Prepare for Filing
Court e-filing portals are picky: the pages have to be a certain size, the file has to be a certain format, and if it's too large, it has to be broken into parts. Prepare for Filing handles all of that in one step, so a document that's ready to file goes out the door without a fight.
Why you'd use it
You've finished a motion with exhibits. Before it can go to the portal it needs to be letter-size, in the right format, and under the portal's size limit. Doing that by hand — resizing pages, re-saving, splitting a big file into labeled pieces — is the kind of fiddly work that eats an afternoon. This does it for you.
How to do it
- Open the PDF.
- In the Legal tools, choose Prepare for Filing.
- RaioPDF runs a quick preflight check — it reads the document and lists anything the portal won't accept.

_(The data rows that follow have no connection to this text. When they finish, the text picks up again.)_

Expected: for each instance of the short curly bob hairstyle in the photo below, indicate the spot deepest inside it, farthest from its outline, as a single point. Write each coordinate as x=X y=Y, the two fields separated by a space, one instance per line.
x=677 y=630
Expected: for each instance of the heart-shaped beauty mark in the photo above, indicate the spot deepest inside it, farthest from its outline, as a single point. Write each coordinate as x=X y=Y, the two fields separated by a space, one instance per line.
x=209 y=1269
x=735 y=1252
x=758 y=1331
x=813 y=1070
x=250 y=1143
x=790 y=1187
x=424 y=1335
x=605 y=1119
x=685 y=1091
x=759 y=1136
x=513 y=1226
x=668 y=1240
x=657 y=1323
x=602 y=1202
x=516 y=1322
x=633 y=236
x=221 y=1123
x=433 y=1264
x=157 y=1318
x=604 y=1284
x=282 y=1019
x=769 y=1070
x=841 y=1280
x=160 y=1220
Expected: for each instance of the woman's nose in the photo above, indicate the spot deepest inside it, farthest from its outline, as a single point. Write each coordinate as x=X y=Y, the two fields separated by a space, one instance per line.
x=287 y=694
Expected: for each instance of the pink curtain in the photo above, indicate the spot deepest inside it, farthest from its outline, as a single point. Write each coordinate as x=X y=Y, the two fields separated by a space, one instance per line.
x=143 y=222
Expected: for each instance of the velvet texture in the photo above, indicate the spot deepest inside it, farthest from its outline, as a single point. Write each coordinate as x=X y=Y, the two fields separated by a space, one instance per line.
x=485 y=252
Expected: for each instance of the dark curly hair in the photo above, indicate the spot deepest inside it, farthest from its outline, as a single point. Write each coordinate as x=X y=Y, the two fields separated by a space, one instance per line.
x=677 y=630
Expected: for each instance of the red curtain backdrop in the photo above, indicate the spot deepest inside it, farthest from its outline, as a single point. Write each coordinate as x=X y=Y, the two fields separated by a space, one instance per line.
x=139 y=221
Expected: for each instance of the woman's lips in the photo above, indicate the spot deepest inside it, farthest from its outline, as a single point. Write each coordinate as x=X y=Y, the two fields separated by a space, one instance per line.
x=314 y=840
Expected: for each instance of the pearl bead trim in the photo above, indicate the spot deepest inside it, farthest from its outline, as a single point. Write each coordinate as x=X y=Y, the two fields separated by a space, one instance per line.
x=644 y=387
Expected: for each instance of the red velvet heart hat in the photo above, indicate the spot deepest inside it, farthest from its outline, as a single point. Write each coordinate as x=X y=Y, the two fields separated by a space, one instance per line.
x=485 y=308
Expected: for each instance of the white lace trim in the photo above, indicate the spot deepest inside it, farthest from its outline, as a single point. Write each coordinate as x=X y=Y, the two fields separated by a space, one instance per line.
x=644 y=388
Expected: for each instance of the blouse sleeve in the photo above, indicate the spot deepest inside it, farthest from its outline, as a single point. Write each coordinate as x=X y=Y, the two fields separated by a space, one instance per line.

- Click the action button to build it. Depending on what the file needs, it reads Make Filing-Ready (when there's cleanup to do) or Export PDF/A for ePortal (when it's already in shape).
You get back a filing-ready file. If the document was too big for the portal, you get it split into properly labeled, sequential parts instead.
What it does for you
- Sets the page size and format. Every page is normalized to letter-size, portrait — the shape portals expect.
- Splits oversized filings to your court's limit. Pick your court and RaioPDF uses that court's file-size cap — if the file is over it, it's divided into sequential, clearly named parts. You can also save a custom size limit for a court.
- Checks against the e-filing rules. The preflight looks at the formatting and electronic-filing requirements and flags what needs fixing.
- Can draft a certificate of service to include with the filing.
What to know
- It shows you what would be lost first. Some cleanup changes a PDF in ways you might not want — flattening an unsigned form, or a signature. Before it changes anything, RaioPDF lists what would be affected so you can cancel and handle those first.
- Redact before you prepare. If you've marked redactions, apply them first, then run Prepare for Filing.
- This gets the mechanics right, not the law. It helps you meet the portal's technical requirements. It doesn't replace your read of your court's rules — check anything specific to your division or judge.